Jika jalan itu yang diambil, Ikhwan Mesir dipastikan tidak sendiri. Mereka sudah ditunggu kelompok Hamas yang bisa disebut sebagai cabang Ikhwan di Gaza. Keduanya sudah menjalin kerja sama yang erat dan konkret sejak menjelang penjatuhan Hosni Mubarak dua setengah tahun lalu. Kelompok-kelompok Ikhwani yang tersebar di berbagai negara juga pasti turut membantu kendati dengan cara-cara yang lebih soft.
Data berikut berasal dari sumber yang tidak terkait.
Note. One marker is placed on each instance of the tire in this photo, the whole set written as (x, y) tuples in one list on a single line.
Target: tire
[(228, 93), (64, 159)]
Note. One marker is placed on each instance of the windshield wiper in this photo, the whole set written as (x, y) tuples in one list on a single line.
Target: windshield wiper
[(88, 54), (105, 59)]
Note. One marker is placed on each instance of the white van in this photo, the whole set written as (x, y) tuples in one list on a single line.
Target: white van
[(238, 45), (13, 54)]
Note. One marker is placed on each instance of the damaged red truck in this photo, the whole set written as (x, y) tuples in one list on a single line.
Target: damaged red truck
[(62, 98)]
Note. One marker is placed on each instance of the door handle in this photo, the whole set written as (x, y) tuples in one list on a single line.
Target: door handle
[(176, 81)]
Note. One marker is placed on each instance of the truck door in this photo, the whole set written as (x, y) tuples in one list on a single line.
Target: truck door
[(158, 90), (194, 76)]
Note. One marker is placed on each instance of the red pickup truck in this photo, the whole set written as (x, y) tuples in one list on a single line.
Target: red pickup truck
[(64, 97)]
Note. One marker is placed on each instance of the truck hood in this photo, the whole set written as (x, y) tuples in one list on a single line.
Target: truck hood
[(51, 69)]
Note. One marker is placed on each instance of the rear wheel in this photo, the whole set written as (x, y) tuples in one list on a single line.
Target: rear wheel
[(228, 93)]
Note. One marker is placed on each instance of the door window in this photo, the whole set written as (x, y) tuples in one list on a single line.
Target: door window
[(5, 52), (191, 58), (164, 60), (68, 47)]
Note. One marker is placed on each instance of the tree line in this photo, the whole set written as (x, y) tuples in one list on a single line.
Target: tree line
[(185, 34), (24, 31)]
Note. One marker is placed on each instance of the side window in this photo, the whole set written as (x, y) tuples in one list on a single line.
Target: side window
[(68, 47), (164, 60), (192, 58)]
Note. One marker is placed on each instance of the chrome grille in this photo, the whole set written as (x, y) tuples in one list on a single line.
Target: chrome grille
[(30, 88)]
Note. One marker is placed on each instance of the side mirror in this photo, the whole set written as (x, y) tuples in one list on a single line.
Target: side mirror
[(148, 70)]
Namun, sebagian pemimpin Ikhwan pasti akan berpikir lebih panjang demi masa depan kelompok itu. Bisa jadi, semua itu merupakan skenario sistematis untuk menyingkirkan mereka dari pentas politik Mesir. Hal tersebut mungkin saja sebab kelompok ini terbukti sangat kuat untuk dilawan melalui pemilu demokratis, bahkan kelompok ini juga terlalu tangguh dalam aksi di jalanan. Seruan untuk menyingkirkan Ikhwan dari pentas politik Mesir memang sudah nyaring terdengar sejak aksi massa menjatuhkan Mursi beberapa waktu lalu.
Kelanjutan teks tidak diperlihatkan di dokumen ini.